Wilting Japanese Maple - Ask Extension
About 2 days ago I noticed extensive leaf wilting on a mature Japanese Maple shrub in front of our house and are wondering if there is anything we can...
Knowledgebase
Wilting Japanese Maple #627993
Asked April 27, 2020, 10:11 AM EDT
About 2 days ago I noticed extensive leaf wilting on a mature Japanese Maple shrub in front of our house and are wondering if there is anything we can or should do to save the plant. My reading online is making me concerned we are experiencing verticulum wilt and it's already too late. One thing that doesn't show up in the photos is what appear to be gnats flying around the sick leaves. At this point even the red leaves are wilting (probably before then turn brown).
The plant was mature when we moved in about 7 years ago. In past years we noticed leaves turning brown and dry in the late summer but that was helped about 2 years back when we had the shrub thinned out. The soil in our yard is typically clay-like, however, the bed in which the maple is planted benefits from years of mulch application that has resulted in around six inches of rich, decomposed mulch soil. However, there is an old fabric landscape barrier between the ground soil and the mulch layer. Generally speaking, we can't see that anything significant has recently changed in the plant's environment.
About a week ago I noticed leaf wilting on one of the Forsythias bordering the side of our yard and wonder if there could be any connection. This wilting is now affecting additional plants in the row. We planted the Forsythias along the side of our property to create a border about 7 years ago and have struggled to get the plants to consistently thrive. We "spontaneously" lose perhaps 1 or 2 of the original plants every year. The Forsythia generally grown into the gaps left by the dead plants, just not evenly.
I'm wondering how much last summer's drought conditions may have weakened the Japanese Maple and/or the Forsythias. I did water the plants during the drought but not until I noticed some drooping leaves that watering successfully addressed before the leaves dropped for the winter.
Howard County Maryland
Expert Response
There are many possible causes of the ailing of the Japanese Maple. The simplest explanation for the wilting could be frost damage; most of Maryland experienced several overnight frosts over the past two weeks, and tender plant growth was vulnerable. Radiant warmth from hard surfaces (such as brick) can sometimes push plants to leaf-out a bit earlier than normal, making them additionally vulnerable to temperature swings. Since most frost-damaged foliage becomes "cooked spinach"-like in appearance (a bit mushy and dark), this is debatable as to being the primary explanation for your symptoms.

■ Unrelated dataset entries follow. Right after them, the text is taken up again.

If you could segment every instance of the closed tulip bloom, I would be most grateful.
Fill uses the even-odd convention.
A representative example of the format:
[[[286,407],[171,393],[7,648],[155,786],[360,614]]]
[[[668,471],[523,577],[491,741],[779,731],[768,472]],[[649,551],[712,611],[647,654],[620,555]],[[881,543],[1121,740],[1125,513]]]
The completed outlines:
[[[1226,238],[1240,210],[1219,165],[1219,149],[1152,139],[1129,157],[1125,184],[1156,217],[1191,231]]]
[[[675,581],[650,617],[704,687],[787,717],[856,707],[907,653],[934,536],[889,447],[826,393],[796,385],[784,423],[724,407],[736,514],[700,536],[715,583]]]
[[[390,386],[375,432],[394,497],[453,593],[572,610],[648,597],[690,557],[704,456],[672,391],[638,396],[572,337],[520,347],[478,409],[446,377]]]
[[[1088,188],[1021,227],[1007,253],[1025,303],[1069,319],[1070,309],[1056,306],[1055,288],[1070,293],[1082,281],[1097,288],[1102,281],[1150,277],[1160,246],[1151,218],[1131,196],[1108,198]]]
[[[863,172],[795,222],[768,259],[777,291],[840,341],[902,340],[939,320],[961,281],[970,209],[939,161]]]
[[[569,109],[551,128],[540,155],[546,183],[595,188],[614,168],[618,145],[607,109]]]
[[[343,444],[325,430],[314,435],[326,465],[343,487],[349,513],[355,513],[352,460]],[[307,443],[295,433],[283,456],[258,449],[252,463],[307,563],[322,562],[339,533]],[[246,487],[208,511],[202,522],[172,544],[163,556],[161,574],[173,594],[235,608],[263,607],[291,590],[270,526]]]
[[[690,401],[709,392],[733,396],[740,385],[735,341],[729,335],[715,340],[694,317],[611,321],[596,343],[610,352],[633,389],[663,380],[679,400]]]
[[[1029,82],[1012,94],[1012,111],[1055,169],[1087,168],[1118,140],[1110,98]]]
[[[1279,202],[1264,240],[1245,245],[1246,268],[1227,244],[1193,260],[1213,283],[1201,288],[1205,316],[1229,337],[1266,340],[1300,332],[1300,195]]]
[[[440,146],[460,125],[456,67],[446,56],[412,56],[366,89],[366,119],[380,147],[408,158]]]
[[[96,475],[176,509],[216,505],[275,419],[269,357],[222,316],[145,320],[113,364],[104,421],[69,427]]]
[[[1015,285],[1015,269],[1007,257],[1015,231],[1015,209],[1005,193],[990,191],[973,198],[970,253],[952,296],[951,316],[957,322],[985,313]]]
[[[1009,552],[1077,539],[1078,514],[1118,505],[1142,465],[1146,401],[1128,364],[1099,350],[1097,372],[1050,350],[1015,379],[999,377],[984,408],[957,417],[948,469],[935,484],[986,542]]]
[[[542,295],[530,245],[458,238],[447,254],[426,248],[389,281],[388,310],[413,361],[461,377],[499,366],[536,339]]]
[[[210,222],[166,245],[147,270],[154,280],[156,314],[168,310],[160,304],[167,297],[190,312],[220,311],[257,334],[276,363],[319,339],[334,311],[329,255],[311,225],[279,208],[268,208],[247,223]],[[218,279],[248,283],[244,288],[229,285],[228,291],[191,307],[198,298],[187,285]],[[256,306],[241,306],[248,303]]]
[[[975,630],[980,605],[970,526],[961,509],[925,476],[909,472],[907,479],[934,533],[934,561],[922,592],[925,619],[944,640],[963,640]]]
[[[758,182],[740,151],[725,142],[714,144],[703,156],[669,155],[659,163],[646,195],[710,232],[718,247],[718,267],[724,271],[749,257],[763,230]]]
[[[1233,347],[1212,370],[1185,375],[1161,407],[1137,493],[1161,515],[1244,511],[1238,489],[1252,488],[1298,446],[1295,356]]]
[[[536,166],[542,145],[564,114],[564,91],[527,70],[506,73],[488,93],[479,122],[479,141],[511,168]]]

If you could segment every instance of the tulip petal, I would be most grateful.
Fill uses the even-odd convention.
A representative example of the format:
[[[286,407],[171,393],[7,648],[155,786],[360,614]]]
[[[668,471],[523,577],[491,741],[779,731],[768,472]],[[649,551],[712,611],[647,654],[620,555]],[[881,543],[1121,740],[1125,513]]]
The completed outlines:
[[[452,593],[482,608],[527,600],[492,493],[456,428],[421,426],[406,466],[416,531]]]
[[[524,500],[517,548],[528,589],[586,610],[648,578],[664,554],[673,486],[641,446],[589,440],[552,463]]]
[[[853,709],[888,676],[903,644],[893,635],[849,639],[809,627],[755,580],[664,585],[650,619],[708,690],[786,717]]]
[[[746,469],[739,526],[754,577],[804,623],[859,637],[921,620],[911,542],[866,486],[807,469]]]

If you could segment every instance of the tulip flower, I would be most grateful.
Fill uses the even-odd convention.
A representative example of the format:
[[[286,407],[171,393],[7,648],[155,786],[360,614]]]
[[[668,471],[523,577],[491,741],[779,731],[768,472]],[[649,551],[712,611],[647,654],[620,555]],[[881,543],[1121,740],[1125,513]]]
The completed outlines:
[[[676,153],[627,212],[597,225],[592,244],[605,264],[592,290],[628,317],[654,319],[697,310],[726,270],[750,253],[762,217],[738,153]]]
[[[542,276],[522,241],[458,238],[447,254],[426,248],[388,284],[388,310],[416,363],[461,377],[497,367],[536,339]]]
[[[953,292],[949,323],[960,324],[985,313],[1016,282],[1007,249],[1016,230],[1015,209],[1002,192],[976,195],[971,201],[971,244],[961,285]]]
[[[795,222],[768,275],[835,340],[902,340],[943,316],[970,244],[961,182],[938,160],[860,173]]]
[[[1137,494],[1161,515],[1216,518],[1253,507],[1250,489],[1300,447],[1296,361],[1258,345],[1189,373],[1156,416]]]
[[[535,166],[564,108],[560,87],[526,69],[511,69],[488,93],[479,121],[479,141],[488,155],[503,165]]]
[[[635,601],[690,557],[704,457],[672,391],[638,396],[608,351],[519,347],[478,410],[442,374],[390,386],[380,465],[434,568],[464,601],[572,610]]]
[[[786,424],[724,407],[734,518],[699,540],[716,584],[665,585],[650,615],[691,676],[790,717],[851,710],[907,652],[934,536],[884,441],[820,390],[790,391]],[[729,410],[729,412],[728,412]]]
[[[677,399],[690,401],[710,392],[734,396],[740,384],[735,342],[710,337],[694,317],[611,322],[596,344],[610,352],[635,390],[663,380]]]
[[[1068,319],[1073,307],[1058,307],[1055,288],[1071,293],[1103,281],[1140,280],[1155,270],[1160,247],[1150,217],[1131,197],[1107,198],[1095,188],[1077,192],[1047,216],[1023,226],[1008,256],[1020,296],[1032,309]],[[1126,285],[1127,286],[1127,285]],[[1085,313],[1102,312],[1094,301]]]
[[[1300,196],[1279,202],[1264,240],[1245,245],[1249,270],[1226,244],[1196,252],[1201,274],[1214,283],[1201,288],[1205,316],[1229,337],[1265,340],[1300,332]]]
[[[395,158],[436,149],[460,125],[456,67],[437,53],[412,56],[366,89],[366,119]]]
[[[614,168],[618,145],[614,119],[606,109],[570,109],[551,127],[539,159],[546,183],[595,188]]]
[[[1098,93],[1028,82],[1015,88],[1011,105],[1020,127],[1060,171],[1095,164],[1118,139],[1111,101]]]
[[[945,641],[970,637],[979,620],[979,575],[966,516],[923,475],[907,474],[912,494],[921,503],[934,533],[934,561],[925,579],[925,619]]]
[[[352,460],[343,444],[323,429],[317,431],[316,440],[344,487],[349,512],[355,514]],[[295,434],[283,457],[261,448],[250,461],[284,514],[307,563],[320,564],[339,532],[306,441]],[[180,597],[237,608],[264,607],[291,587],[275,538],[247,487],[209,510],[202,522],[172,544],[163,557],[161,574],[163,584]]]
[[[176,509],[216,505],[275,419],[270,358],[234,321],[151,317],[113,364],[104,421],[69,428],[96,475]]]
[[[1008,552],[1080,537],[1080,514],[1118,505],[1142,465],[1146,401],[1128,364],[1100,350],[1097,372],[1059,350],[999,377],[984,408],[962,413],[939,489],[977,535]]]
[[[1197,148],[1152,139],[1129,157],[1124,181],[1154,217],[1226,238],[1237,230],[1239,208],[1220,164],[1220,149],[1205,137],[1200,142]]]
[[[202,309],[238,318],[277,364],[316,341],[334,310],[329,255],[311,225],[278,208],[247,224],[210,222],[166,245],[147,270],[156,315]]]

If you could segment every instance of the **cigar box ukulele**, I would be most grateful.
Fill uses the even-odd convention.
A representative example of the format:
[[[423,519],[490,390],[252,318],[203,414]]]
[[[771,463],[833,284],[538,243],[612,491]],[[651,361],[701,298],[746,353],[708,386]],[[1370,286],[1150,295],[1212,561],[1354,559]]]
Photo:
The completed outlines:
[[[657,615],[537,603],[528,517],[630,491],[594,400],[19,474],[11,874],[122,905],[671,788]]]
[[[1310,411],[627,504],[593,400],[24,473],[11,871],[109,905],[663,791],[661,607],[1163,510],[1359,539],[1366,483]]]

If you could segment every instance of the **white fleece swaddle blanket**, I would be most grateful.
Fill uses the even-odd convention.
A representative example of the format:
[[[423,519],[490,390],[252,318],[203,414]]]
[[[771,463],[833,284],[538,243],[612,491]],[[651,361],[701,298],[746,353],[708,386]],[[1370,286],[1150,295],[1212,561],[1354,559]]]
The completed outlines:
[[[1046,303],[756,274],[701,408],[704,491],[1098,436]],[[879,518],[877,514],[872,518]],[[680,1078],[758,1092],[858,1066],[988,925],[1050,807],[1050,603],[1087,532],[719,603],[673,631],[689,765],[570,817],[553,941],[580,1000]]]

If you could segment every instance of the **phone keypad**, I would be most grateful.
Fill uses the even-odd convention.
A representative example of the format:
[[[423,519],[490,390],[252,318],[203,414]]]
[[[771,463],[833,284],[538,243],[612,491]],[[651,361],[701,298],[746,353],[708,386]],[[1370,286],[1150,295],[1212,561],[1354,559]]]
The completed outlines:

Was there any herbicide (weed killer) used in this bed or around the pathway by the door? Some herbicides can be absorbed by tissues in tree trunks or surface roots, which would result in leaf symptoms. Alternatively, drift of herbicide sprays can land on foliage an cause phytotoxicity (damage from chemical exposure). Depending on the herbicide involved and how it contaminated the tree, damage might be temporary. If the walkway is salted during winter (even prior years), built-up mineral levels in the soil could be starting to kill roots. Reduced roots would result in leaf and branch dieback as the plant's water needs increase with leaf-out, warming weather, and general growth.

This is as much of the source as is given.